Mac Henderson
- Born: James McLaren Henderson 1 May 1907 Elphinstone, East Lothian, Scotland
- Died: 5 March 2009 (aged 101) Haddington, East Lothian, Scotland

Rugby union career
- Position: No.8

Amateur team(s)
- Years: Team / Apps / (Points)
- Dunbar
- Edinburgh Academicals
- 1928-31: Waipukurau
- 1931-33: Edinburgh Academicals
- –: Haddington

Provincial / State sides
- Years: Team / Apps / (Points)
- 1932: Edinburgh District

International career
- Years: Team / Apps / (Points)
- 1933: Scotland / 3 / (0)

= Mac Henderson =

Scotland international rugby union player and then businessman

James McLaren Henderson (1 May 1907 - 5 March 2009), better known as Mac Henderson, was a Scotland international rugby union player and then businessman, founding one of Edinburgh's most famous restaurants, Henderson's.

==Rugby Union career==

===Amateur career===

Henderson was born in 1907 in Elphinstone, near Tranent and attended Edinburgh Academy. On leaving school her played for Dunbar but he then moved to Edinburgh where he played for Edinburgh Academicals.

A farmer by trade, Henderson also worked on New Zealand sheep stations. While in New Zealand he played rugby union for the Hawkes Bay side Waipukarau.

Before he could be selected to play for the provincial Hawkes Bay side, he was moved to another sheep station. Henderson recalled: "An official said he would eat his hat if I wasn't selected for Hawke's Bay".

On his return to Scotland, he again played for Edinburgh Academicals.

He also played rugby union for Haddington.

===Provincial career===

He played for Edinburgh District in their inter-city match against Glasgow District on 3 December 1932. Edinburgh won the match 15–3.

===International career===

He was capped three times by Scotland, all in 1933. Scotland won all 3 matches and secured the Triple Crown.

His career in rugby came to an abrupt end after he received a serious ligament injury while on a tour with the Barbarians later that year.

==Business career==

===Farming===

Henderson had a farm in East Lothian.

In 1962, Henderson and his wife opened a farm shop in Edinburgh as an outlet for their produce.

===Restaurateur===

In 1963, they opened a vegetarian restaurant, Henderson's in Hanover Street in the centre of Edinburgh, "which has long since established itself as an institution in the city."

==Family==

Henderson met Janet Millar, while playing tennis at a friend's home at Gullane. Millar was an architect's daughter and in 1932 the couple married in a society wedding in Troon. His wife had been told she could not have children, but she believed that a healthy, vegetarian diet would make her fertile. The couple went on to have seven children; five sons named Andrew, John, Peter, Nicholas and Oliver; two daughters, Sara and Catherine. At his death Henderson had 14 grandchildren and nine great-grandchildren.

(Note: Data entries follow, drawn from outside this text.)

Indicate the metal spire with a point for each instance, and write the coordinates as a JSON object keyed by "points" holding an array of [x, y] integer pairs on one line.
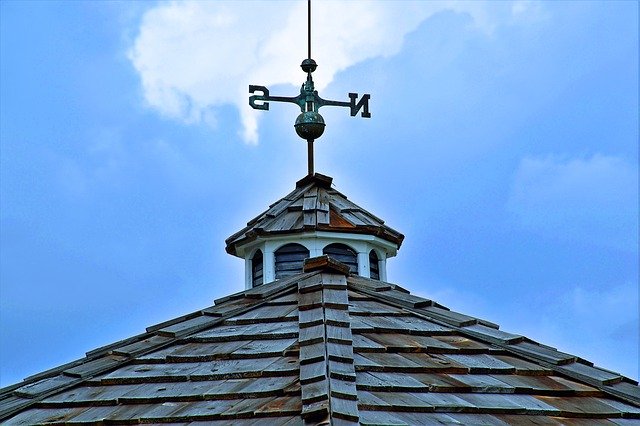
{"points": [[309, 124]]}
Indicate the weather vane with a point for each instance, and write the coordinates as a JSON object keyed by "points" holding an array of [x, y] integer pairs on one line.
{"points": [[309, 124]]}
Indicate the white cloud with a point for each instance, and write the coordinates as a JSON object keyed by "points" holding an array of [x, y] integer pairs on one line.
{"points": [[592, 200], [195, 56]]}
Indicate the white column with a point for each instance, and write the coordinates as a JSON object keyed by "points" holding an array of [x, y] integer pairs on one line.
{"points": [[247, 274], [382, 268], [268, 265], [363, 264]]}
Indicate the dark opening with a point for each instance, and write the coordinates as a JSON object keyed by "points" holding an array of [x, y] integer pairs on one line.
{"points": [[290, 259], [257, 269], [374, 265], [343, 253]]}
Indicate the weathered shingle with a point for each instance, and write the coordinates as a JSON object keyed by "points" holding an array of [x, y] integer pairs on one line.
{"points": [[321, 346], [313, 205]]}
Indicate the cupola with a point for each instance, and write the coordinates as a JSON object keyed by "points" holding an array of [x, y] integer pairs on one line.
{"points": [[313, 220]]}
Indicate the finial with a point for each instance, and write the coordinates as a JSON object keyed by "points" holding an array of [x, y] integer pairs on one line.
{"points": [[309, 124]]}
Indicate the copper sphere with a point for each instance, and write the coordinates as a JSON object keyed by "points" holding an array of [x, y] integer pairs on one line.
{"points": [[309, 125]]}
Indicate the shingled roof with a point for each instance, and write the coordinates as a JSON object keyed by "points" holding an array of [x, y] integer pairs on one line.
{"points": [[322, 347], [313, 206]]}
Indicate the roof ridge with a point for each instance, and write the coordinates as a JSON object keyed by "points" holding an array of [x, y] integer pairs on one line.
{"points": [[17, 397], [574, 367], [327, 371]]}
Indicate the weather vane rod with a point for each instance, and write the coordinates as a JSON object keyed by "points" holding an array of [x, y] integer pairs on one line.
{"points": [[309, 124]]}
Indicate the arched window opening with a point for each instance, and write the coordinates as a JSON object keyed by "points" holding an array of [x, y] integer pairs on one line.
{"points": [[257, 269], [374, 265], [290, 259], [343, 253]]}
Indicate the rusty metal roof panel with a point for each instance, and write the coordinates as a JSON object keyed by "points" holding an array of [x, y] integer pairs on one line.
{"points": [[322, 346]]}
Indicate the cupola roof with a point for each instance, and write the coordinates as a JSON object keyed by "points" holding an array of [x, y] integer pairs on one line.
{"points": [[313, 206]]}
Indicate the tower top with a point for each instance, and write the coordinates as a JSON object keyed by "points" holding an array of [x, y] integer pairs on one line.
{"points": [[309, 124]]}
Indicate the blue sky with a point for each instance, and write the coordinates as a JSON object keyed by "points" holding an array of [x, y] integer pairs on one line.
{"points": [[503, 143]]}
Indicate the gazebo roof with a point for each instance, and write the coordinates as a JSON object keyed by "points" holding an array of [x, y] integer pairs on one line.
{"points": [[313, 206], [319, 347]]}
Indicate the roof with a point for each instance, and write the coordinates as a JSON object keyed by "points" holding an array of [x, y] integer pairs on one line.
{"points": [[319, 347], [313, 206]]}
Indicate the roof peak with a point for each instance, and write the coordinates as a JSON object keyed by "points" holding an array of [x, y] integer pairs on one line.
{"points": [[318, 179]]}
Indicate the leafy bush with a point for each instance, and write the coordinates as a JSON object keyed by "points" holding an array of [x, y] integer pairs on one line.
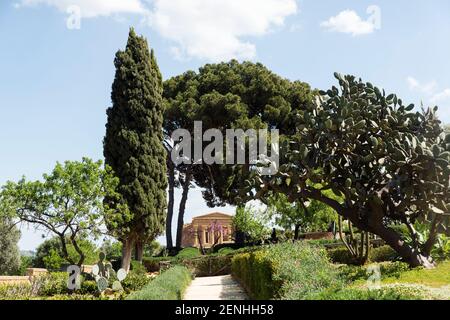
{"points": [[211, 265], [384, 293], [285, 271], [187, 253], [88, 287], [341, 255], [25, 263], [20, 291], [152, 264], [138, 267], [136, 278], [383, 253], [380, 254], [169, 285]]}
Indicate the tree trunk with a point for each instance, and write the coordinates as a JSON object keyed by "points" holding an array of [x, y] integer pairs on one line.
{"points": [[127, 248], [432, 238], [409, 254], [139, 250], [169, 241], [181, 210]]}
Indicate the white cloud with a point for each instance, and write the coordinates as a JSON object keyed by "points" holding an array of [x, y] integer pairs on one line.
{"points": [[441, 96], [348, 21], [427, 88], [90, 8], [213, 29]]}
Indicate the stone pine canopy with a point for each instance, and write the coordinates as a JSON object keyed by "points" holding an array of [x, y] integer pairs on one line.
{"points": [[207, 230]]}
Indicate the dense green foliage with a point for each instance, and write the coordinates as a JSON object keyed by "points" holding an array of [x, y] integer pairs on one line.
{"points": [[68, 203], [250, 224], [385, 293], [231, 95], [49, 254], [285, 271], [169, 285], [187, 253], [9, 250], [133, 146], [388, 163]]}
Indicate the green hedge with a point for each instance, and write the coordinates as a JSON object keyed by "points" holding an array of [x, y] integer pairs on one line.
{"points": [[285, 271], [169, 285]]}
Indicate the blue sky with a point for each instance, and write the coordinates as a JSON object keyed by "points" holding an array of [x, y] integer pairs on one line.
{"points": [[55, 81]]}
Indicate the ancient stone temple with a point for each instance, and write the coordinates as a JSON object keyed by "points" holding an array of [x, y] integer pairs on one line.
{"points": [[208, 230]]}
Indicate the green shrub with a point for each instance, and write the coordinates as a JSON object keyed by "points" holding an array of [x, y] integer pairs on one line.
{"points": [[341, 256], [187, 253], [20, 291], [210, 265], [383, 253], [169, 285], [138, 267], [285, 271], [384, 293], [351, 273], [135, 280], [226, 251]]}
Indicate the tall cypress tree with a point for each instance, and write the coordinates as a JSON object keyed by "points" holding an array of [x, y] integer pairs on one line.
{"points": [[133, 146]]}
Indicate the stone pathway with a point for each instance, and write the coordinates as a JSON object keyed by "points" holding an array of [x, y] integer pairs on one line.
{"points": [[215, 288]]}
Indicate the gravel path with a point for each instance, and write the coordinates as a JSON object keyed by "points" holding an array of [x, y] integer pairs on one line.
{"points": [[215, 288]]}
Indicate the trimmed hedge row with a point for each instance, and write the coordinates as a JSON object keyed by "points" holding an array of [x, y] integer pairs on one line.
{"points": [[291, 271], [169, 285]]}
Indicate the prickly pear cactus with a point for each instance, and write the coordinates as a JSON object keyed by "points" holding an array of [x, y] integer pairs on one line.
{"points": [[103, 272]]}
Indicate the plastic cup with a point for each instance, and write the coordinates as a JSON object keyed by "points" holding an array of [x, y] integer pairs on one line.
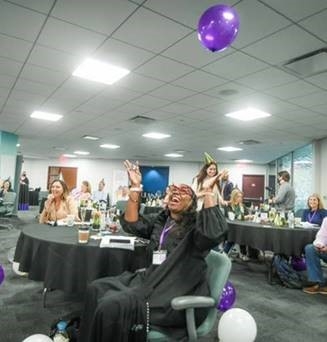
{"points": [[70, 220], [83, 234]]}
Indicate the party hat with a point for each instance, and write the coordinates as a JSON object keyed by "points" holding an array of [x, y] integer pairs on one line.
{"points": [[208, 159]]}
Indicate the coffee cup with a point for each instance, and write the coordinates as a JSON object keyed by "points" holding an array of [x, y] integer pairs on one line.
{"points": [[83, 234]]}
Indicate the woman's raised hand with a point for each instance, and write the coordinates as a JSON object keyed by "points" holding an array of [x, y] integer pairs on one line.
{"points": [[133, 172]]}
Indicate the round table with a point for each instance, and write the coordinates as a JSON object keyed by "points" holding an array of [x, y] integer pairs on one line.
{"points": [[54, 256]]}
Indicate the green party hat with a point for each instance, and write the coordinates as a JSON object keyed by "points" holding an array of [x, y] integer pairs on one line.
{"points": [[208, 159]]}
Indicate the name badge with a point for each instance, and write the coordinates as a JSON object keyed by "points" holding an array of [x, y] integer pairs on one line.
{"points": [[159, 257]]}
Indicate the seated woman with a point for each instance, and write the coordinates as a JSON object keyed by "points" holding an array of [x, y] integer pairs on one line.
{"points": [[123, 308], [6, 187], [240, 212], [314, 253], [316, 211], [59, 204]]}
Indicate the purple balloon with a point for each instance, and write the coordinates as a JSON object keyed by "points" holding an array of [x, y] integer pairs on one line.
{"points": [[298, 263], [2, 274], [227, 298], [218, 27]]}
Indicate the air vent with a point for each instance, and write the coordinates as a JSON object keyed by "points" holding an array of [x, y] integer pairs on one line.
{"points": [[142, 120], [310, 64], [249, 142]]}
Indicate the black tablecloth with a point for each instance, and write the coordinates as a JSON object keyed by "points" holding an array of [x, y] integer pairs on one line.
{"points": [[53, 255], [289, 241]]}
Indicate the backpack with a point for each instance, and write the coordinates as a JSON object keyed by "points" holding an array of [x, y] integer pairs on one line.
{"points": [[287, 275]]}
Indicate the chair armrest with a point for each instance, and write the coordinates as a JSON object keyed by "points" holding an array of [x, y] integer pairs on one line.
{"points": [[186, 302]]}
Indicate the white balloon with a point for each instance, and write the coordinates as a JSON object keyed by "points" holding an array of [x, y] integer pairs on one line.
{"points": [[237, 325], [15, 268], [38, 338]]}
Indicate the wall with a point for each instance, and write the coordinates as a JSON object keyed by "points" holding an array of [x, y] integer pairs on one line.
{"points": [[94, 170]]}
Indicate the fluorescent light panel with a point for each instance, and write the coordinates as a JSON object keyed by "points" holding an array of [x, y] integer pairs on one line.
{"points": [[110, 146], [90, 137], [229, 149], [154, 135], [45, 116], [248, 114], [174, 155], [97, 71], [82, 153]]}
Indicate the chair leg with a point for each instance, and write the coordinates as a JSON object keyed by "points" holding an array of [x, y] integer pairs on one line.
{"points": [[190, 323]]}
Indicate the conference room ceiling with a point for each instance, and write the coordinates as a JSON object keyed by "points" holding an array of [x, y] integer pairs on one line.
{"points": [[186, 89]]}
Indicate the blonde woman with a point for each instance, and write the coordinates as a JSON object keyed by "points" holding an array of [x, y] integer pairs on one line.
{"points": [[316, 211], [59, 204]]}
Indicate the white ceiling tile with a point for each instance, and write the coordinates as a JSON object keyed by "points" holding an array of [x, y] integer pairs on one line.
{"points": [[69, 38], [199, 81], [196, 55], [150, 31], [296, 9], [163, 69], [9, 67], [54, 59], [122, 54], [43, 6], [139, 83], [43, 75], [319, 80], [13, 48], [284, 45], [310, 100], [235, 65], [97, 15], [256, 22], [294, 89], [267, 78], [187, 12], [11, 17]]}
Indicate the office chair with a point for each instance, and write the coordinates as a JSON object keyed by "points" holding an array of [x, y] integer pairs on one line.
{"points": [[219, 267]]}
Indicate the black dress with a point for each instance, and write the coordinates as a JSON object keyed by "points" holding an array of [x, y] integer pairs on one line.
{"points": [[121, 308]]}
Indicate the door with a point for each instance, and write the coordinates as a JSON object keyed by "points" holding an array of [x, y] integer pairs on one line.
{"points": [[253, 188]]}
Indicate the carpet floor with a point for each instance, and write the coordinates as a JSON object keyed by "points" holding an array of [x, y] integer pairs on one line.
{"points": [[281, 314]]}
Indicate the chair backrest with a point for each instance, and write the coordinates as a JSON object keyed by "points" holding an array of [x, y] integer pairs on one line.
{"points": [[219, 267]]}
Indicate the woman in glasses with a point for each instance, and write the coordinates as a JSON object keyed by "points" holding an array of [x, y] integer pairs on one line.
{"points": [[123, 308]]}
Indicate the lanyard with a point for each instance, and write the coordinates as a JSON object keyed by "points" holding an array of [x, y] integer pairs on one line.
{"points": [[164, 233], [310, 217]]}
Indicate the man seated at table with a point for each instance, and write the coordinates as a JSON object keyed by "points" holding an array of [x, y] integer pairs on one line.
{"points": [[59, 204], [123, 308], [314, 253]]}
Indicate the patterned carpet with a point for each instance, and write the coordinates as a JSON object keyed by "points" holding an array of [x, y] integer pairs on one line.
{"points": [[281, 314]]}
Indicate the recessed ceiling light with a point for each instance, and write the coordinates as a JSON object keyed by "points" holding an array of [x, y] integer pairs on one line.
{"points": [[45, 116], [67, 155], [229, 149], [90, 137], [111, 146], [154, 135], [248, 114], [97, 71], [174, 155], [82, 153], [243, 161]]}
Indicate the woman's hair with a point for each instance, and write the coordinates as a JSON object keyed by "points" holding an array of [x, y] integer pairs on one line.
{"points": [[285, 175], [88, 186], [233, 196], [320, 201], [203, 172], [64, 187]]}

His brother Ian was also an international rugby player.

==Legacy==

On the occasion of his 100th birthday in 2007, Scottish Rugby held a lunch in honour of Henderson at Murrayfield Stadium. He was the first of Scotland's international players to become a centenarian.

He died on 5 March 2009 at the age of 101 as the longest-lived Test player in rugby union history.